What is deeper is the level of work and craftsmanship band members Straus, guitarist; Jess Imme, 26, vocalist; David Corwin, 21, bassist; Taylor Dexter, 19, drummer; and Wes Singerman, 19, guitarist; put into creating their sound. The indie rock band’s strong jazz influence sound is a compilation of the four male members’ classical jazz music background.
“It has all the fusions of a jazz band but it’s not,” Dexter plainly stated. “It’s a rock band, which makes our sound more palatable to audiences.”
“Big Moves” has used the terms jazz, math and rock to describe their sound due to the jazz harmonies and sophisticated cord productions typically found in a jazz setting. One of the their major influences is the progressive rock movement, a subgenera of music that incorporates classical music into a rock idiom.
“It’s something your mother could potentially listen to,” Straus explained. “But on first listen you’ll find that it’s not pretentious or difficult to enjoy.”
“When we play live it doesn’t feel like math rock,” Corwin added. “It feels like rock.”
“Big Moves” is currently working on their next album, which will be more cohesive and will be about art in all its forms. One of the newer songs “My Room Became A Forest,” was inspired by Maurice Sendak’s, “Where the Wild Things Are.”
Imme the band’s lead vocalist, and only female member wrote the lyrics for the song before the movie came out.

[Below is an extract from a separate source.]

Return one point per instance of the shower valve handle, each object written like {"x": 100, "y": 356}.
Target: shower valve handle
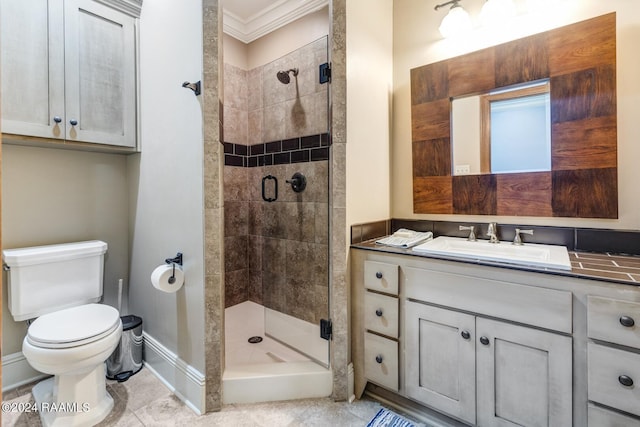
{"x": 298, "y": 182}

“When the movie came out we thought we have to get this recorded or everyone is going to think we’re copying Karen O. (singer that composed “Where the Wild Things Are soundtrack),” said Imme.
“Big Moves” went into the studios last year before the fall 2009 semester started to record “My Room Became A Forest,” and were so busy with the recording that Straus, who majored in jazz studies at CSUN, missed his beginning of the semester audition.
“Each semester at the beginning of the semester jazz majors have to do auditions if they want get into orchestra bands, and big combos,” Straus explained. “I however got stuck in the studio recording.”
Straus, who graduated from the jazz program last fall and Corwin, who was in the major a year before switching to media composition, agree that most people would be surprised by how hard and how long many people in the jazz major practice.
“I switched because it was just too intense,” said Corwin. “I remember in my first year I was in the practice room until like 11 at night and a bunch of us went out to eat and there were some engineer majors who were like ‘wow you guys are still here? I thought we were here late’ and I was like ‘man I’ve been here since 8 this morning.’ If people knew, they’d have a lot more respect for these kids.”
“Big Moves’” fan base is steadily growing with performances at music venues like The Roxy, features in music magazines and on-air interviews with Garth Trinidad of KCRW. Their growing success is largely thanks to the amount of care the band takes in producing quality martial.
“We spend a lot of time constructing our songs,” Singerman said. “Instead of trying to smash different parts together, we really work on matching harmonies, vocals and everything until we get … a story.”